Gli occupanti della Lamborghini erano noti come animatori del canale YouTube TheBorderline.

Si ipotizza che i ragazzi fossero a bordo della Lamborghini per registrare un video da pubblicare sul loro canale, una sfida consistente nello stare per 50 ore all’interno dell’auto.

Una tragedia che ha strappato alla vita Manuel Proietti, 5 anni.

In rete si moltiplicano, ora dopo ora, le reazioni e l’indignazione. Ma non mancano i fan dei TheBorderline che li difendono, o comunque, invitano alla cautela. Insomma, la rete, ancora una volta, campo di battaglia.

Di questa drammatica vicenda abbiamo parlato con Sabina Salerno, psicologa siciliana e psicoterapeuta sistemico relazionale in fieri, facilitatore mindfulness e tecniche di training autogeno ed esperta di Emdr, un metodo strutturato che facilita il trattamento di diverse psicopatologie e problemi legati sia ad eventi traumatici, che a esperienze più comuni ma emotivamente stressanti.

Nei confronti degli youtuber protagonisti dell’incidente si sono scatenati la rabbia e l’odio dell’opinione pubblica. Cosa ne pensa?

“La tragedia di Casal Palocco è un episodio in auge che porta a riflettere su ciò che accade da sempre, e cioè al problema che si solleva sulla coscienza di tutti noi, che assurge ai valori morali ed etici che dapprima dovrebbero infonderci i genitori nel contesto familiare e poi la società in quello culturale.

“Chi non ha peccato scagli la prima pietra”.

Il senso del rispetto, dei diritti ma altresì dei doveri, di responsabilità e di civiltà. Deterrenti che dovrebbero allenarci alla solidarietà e all’amore proprio, piuttosto che alla rabbia e all’odio, nella palestra della vita. Emozioni senz’altro spontanee alla visione di un bimbo che muore in tenera età, ma che dev’essere un icona in senso di giudizio senza eludere quello dapprima di se stessi e poi del prossimo”.

I TheBorderline hanno ricevuto numerosi attacchi anche sui social network. Non manca chi gli augura le peggiori sofferenze, addirittura la morte, nonostante le indagini siano ancora in corso e la dinamica dell’impatto fatale da chiarire. Cosa scatta nella mente di chi chiede ‘vendetta’?

“La vendetta, nella fattispecie, o giusta punizione, il fine ultimo e uno stato d’animo allo stato brado, che reclama giustizia.

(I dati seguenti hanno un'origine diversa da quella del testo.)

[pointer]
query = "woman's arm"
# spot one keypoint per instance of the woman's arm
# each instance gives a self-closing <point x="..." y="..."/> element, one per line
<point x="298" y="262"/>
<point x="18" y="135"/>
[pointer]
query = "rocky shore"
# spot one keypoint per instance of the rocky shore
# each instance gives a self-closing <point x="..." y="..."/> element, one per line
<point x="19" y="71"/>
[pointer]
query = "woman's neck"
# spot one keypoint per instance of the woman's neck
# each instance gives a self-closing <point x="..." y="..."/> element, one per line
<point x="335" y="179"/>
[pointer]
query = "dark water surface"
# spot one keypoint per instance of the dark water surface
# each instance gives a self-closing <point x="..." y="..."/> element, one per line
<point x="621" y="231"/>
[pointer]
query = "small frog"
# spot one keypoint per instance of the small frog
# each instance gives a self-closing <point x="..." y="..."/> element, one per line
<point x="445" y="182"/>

Pertanto lo scopo consapevole della vendicatività è il castigo, la punizione nonché il raggiungimento di un agognato stato di pace e quiete interne. La persona immagina che una volta vendicato il proprio orgoglio ferito potrà assaporare un senso di forza e benessere. L’atto vendicativo è altresì un meccanismo di difesa, la cui funzione è quella di nascondere traumi più profondi accorsi nell’infanzia per espiare un senso di colpa silente e celato dal proprio essere.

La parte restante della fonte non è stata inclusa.